Gloria Levy grew up in New York City in a trilingual household -- Ladino, French and English were spoken simultaneously and interchangeably. In time-honored tradition, she learned these songs from her mother who was born in Alexandria, Egypt. Her father comes from Izmir (Smyrna), Turkey, where the family lived for many generations after being expelled from Spain during the Spanish Inquisition.

"In spite of the revival of interest in Jewish studies, Sephardic culture remains almost unknown. Ladino is no longer being spoken except by elderly Sephardim. I like to think that this record will help preserve some of the beauties of the language and the music."

Under the name Gloria Kirchheimer, she writes fiction which has appeared in various literary magazines. She is married to Manny Kirchheimer, the filmmaker. They have two sons.

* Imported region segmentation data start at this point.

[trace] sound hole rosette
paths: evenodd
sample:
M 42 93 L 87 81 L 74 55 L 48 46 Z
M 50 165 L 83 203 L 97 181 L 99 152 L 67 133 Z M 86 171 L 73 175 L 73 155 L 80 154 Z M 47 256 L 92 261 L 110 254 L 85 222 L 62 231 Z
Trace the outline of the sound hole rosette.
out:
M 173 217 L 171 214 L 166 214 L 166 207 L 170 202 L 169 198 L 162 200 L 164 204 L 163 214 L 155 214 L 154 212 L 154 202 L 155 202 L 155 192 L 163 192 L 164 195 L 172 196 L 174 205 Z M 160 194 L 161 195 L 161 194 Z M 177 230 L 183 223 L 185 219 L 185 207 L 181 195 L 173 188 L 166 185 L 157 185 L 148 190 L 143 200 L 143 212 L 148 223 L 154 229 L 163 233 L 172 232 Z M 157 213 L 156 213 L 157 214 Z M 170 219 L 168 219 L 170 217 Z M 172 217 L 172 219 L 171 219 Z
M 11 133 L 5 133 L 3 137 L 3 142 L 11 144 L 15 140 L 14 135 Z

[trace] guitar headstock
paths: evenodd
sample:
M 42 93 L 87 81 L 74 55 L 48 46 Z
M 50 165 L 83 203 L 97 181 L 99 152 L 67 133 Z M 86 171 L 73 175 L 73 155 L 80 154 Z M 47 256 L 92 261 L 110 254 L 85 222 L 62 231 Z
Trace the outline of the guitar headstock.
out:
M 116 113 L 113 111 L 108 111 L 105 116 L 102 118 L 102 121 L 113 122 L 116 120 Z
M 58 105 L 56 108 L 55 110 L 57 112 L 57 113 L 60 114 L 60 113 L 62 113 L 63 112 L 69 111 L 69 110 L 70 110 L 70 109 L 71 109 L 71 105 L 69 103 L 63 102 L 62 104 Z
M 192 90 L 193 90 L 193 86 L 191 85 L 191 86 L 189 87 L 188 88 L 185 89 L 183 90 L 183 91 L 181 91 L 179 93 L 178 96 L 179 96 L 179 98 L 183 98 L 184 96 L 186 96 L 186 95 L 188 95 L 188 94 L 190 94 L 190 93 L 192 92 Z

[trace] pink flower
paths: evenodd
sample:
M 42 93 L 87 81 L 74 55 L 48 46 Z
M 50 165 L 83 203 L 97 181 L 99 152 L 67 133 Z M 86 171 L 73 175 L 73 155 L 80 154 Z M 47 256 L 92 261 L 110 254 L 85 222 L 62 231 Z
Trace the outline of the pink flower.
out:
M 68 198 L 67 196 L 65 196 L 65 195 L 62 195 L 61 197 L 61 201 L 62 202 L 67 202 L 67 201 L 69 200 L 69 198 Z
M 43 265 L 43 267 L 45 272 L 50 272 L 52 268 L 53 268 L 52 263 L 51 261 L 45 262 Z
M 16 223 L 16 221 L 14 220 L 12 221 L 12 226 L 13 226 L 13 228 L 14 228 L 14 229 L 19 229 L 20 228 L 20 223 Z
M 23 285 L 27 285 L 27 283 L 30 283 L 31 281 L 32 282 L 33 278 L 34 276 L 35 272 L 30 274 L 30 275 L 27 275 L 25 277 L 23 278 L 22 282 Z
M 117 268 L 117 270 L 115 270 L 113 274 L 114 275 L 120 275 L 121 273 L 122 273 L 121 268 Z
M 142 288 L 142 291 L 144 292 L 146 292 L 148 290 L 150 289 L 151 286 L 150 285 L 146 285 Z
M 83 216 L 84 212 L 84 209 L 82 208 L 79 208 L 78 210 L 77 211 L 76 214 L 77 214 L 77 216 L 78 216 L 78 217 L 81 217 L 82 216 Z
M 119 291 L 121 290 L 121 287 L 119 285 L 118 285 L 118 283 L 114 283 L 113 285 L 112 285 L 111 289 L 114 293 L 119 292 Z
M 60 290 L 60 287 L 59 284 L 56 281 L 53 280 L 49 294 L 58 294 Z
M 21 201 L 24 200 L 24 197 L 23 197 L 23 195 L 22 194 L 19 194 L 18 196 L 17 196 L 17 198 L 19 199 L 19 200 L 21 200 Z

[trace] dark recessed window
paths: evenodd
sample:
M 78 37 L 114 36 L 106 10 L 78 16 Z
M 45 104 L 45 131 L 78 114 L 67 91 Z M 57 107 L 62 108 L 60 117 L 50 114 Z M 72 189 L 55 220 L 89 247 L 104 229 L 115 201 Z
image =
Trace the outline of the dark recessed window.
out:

This record being a family affair, her mother plays the mandolin and tambourine accompaniment and her husband -- although an Ashkenazi -- plays the drum.



Professor H. J. BENARDETE

Born in the town of Dardanelles in Asia Minor; came to the United States in 1910; studied in the schools of Cincinnati, Ohio; graduated from the University of Cincinnati in 1922. Received his M. A. and PH. D. degrees from Columbia University. Did graduate work in Madrid. Has been a college teacher in the Colleges of the City of New York for the past thirty-five years. Now a professor of the Spanish Language and its Culture. Today considered the "Dean of Spanish Teachers" in this country. His speciality in scholarly work is in the field of Sephardic Studies. His book Hispanic Culture and Character of the Sephardic Jews (Hispanic Institute. Columbia University) is the standard work in this field. Everywhere he is ranked as the foremost authority in Sephardic scholarship. He has lectured on all the phases of the Iberic Jews, their history, their culture, their literature, their mysticism, etc.